Cornell fell to 0-5 lifetime in the tournament and the Ivy League stayed winless since Princeton beat UNLV back in 1998. Still, this was much more competitive than Cornell’s 77-53 loss to Stanford in the first round last year.
“To me, the underrated thing with Mike’s team is their offense,” Cornell coach Steve Donahue said. “They don’t turn the ball over. They share the ball.”
Missouri made 12 of its first 22 shots in the second half to start pulling away.
With Wittman not at his best, Cornell tried going into 7-foot-1 center Jeff Foote. Facing only single coverage, he got great position inside but had trouble finishing when the game was still competitive. His final line still looked decent: 5-for-11 for 12 points and 10 rebounds.

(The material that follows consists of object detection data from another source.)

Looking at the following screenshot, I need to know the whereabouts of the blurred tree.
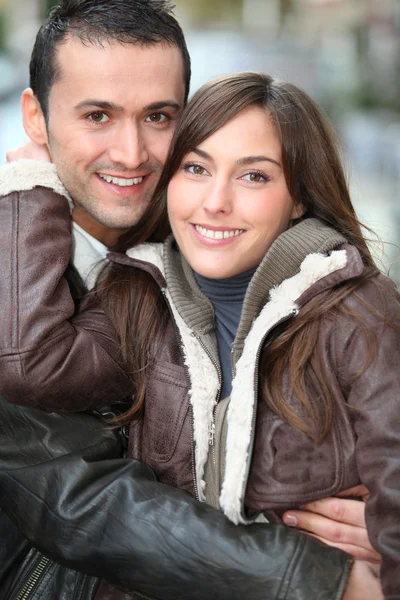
[180,0,243,28]
[0,8,6,50]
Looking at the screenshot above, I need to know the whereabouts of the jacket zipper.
[161,288,200,502]
[240,308,299,522]
[15,556,50,600]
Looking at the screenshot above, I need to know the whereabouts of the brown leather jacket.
[0,162,400,600]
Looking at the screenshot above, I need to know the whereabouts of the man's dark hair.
[29,0,190,121]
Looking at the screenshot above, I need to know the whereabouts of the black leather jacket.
[0,400,352,600]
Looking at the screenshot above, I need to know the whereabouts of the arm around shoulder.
[0,160,132,410]
[0,401,352,600]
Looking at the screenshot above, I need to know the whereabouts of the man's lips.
[97,173,146,187]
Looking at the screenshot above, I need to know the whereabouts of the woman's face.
[168,106,302,279]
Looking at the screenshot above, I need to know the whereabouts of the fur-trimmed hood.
[123,244,352,523]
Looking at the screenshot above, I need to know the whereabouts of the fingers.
[283,498,381,563]
[306,532,382,564]
[301,498,366,528]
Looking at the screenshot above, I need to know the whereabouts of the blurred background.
[0,0,400,282]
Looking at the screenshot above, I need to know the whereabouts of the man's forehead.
[49,36,185,105]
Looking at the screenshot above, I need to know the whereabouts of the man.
[0,0,378,600]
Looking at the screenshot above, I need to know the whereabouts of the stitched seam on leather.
[277,538,306,600]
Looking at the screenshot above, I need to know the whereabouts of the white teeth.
[195,225,244,240]
[99,173,143,187]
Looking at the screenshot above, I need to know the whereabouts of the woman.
[2,74,400,598]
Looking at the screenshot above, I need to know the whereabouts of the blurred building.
[0,0,400,281]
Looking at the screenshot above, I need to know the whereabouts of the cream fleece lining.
[0,158,73,210]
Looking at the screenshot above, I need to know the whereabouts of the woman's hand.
[283,485,381,574]
[6,142,51,162]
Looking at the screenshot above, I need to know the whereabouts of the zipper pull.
[208,421,215,446]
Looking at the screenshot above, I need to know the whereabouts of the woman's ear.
[21,88,48,146]
[290,203,307,221]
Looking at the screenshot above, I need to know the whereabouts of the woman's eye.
[185,165,206,175]
[242,171,268,183]
[89,111,109,123]
[146,113,168,123]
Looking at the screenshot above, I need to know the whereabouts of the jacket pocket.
[246,405,344,510]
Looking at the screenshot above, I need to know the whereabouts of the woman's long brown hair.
[98,72,384,440]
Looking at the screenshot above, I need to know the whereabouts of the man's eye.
[146,113,169,123]
[88,111,110,123]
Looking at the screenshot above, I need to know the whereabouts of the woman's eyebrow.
[192,148,282,168]
[237,156,281,167]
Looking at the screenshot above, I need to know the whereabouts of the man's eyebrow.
[144,100,182,110]
[192,148,281,167]
[237,156,281,167]
[75,98,124,112]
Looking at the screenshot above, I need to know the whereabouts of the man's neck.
[72,206,127,248]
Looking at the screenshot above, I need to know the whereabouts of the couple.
[0,2,398,598]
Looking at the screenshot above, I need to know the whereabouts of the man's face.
[48,37,185,239]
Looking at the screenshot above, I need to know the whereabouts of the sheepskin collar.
[128,228,347,510]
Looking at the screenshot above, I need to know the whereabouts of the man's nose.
[108,123,149,169]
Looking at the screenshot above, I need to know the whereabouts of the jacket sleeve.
[0,400,352,600]
[336,275,400,600]
[0,161,132,411]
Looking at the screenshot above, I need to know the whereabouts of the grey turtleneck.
[194,267,257,398]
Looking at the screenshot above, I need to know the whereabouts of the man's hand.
[283,485,381,571]
[6,142,51,162]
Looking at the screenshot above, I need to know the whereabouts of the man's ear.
[21,88,48,145]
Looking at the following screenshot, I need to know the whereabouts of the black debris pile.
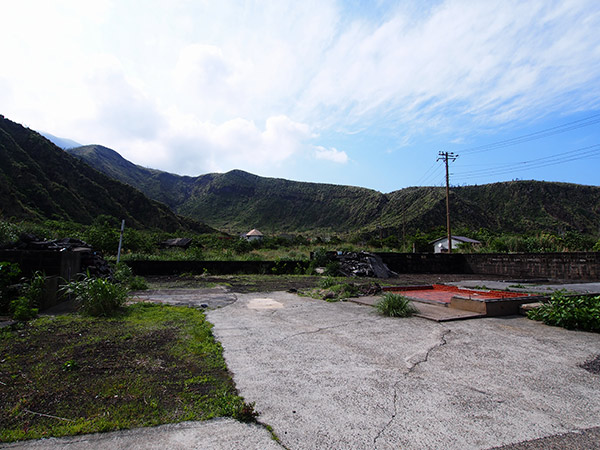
[333,252,398,278]
[579,355,600,374]
[159,238,192,250]
[5,234,113,279]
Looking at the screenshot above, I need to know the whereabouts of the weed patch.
[0,303,256,442]
[375,292,417,317]
[527,292,600,333]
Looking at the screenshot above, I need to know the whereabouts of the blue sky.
[0,0,600,192]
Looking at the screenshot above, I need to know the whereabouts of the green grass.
[0,304,255,442]
[527,291,600,333]
[375,292,417,317]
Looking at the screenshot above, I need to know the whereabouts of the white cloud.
[315,146,348,164]
[0,0,600,185]
[130,110,311,175]
[302,0,600,134]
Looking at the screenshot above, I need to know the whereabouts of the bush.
[527,292,600,332]
[375,292,417,317]
[129,276,148,291]
[10,296,38,322]
[319,277,337,289]
[63,276,127,317]
[0,261,21,314]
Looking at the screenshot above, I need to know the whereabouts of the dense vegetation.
[527,292,600,332]
[69,146,600,240]
[0,304,256,442]
[0,116,211,232]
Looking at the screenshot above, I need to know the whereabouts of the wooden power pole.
[437,152,458,253]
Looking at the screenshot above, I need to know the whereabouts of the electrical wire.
[459,113,600,154]
[453,144,600,180]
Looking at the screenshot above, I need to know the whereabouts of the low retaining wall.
[125,261,309,275]
[376,253,464,273]
[461,252,600,280]
[378,252,600,280]
[0,250,81,310]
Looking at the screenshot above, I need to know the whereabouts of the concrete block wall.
[461,252,600,280]
[378,252,600,281]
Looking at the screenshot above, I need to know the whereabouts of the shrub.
[375,292,417,317]
[63,276,127,317]
[129,276,148,291]
[319,277,337,289]
[10,296,38,321]
[0,261,21,313]
[527,291,600,332]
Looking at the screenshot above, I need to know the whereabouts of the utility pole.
[437,152,458,253]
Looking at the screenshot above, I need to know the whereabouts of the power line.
[437,152,458,253]
[455,144,600,179]
[461,113,600,154]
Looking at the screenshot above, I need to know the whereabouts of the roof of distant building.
[430,236,481,244]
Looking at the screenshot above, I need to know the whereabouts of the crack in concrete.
[373,328,451,448]
[404,328,451,373]
[280,319,376,342]
[373,380,400,448]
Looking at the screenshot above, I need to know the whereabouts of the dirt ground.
[146,273,506,294]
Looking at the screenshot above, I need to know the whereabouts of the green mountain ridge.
[68,145,600,239]
[0,116,215,232]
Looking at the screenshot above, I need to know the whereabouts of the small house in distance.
[244,228,264,242]
[430,236,481,253]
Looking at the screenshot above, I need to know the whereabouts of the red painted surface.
[385,284,530,303]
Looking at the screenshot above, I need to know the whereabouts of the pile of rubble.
[4,234,113,278]
[332,252,398,278]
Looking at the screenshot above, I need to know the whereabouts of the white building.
[430,236,481,253]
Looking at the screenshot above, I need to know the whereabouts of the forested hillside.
[0,116,211,232]
[69,146,600,235]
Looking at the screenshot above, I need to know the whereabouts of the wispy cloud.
[0,0,600,180]
[315,146,348,164]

Cornell shot only 35 percent and with the game getting out of reach, frustration started to show. Holding the ball and trying to create room on the sideline, Wittman pinged Zaire Taylor with a nasty elbow. The refs checked out the play on the monitor but decided only an offensive foul—not a flagrant— was in order.
Overall, it turned into a nice tune-up for Mizzou, a school troubled with NCAA problems and coaching changes for much of this decade. Even this year, the Tigers were picked as a second-division team in the Big 12, but Anderson’s (or Richardson’s) system started taking hold, wearing teams down and turning the Tigers into legit contenders.
“The runs, when the defense is good, they’re going to come,” Anderson said.
Carroll was the MVP when the Tigers won the Big 12 tournament last week, another nice reward for transferring to Missouri to help out his uncle after the system at Vanderbilt wasn’t to his liking.
And speaking of family, with Missouri comfortably ahead, Anderson was able to get his son, Michael Anderson Jr., into the game for a minute at the end—a nice close for a team that has built itself on family and character as much as the frenetic pace since the coach arrived from UAB three years ago.
Last January, with the program languishing and his job hardly secure, Anderson suspended five players before a conference game against Nebraska. Missouri lost, but the coach said it “wasn’t even a decision”—better to send the right message than get a win.
Six months before that, Carroll, the 6-8 forward from Birmingham, put his life on the line and got shot in the foot while playing peacemaker in a fight.
“Once I transferred here, everything started going wrong,” he said of the incident. But Anderson asked him to keep the faith, and because he did, he and the Tigers get to celebrate an NCAA tournament win.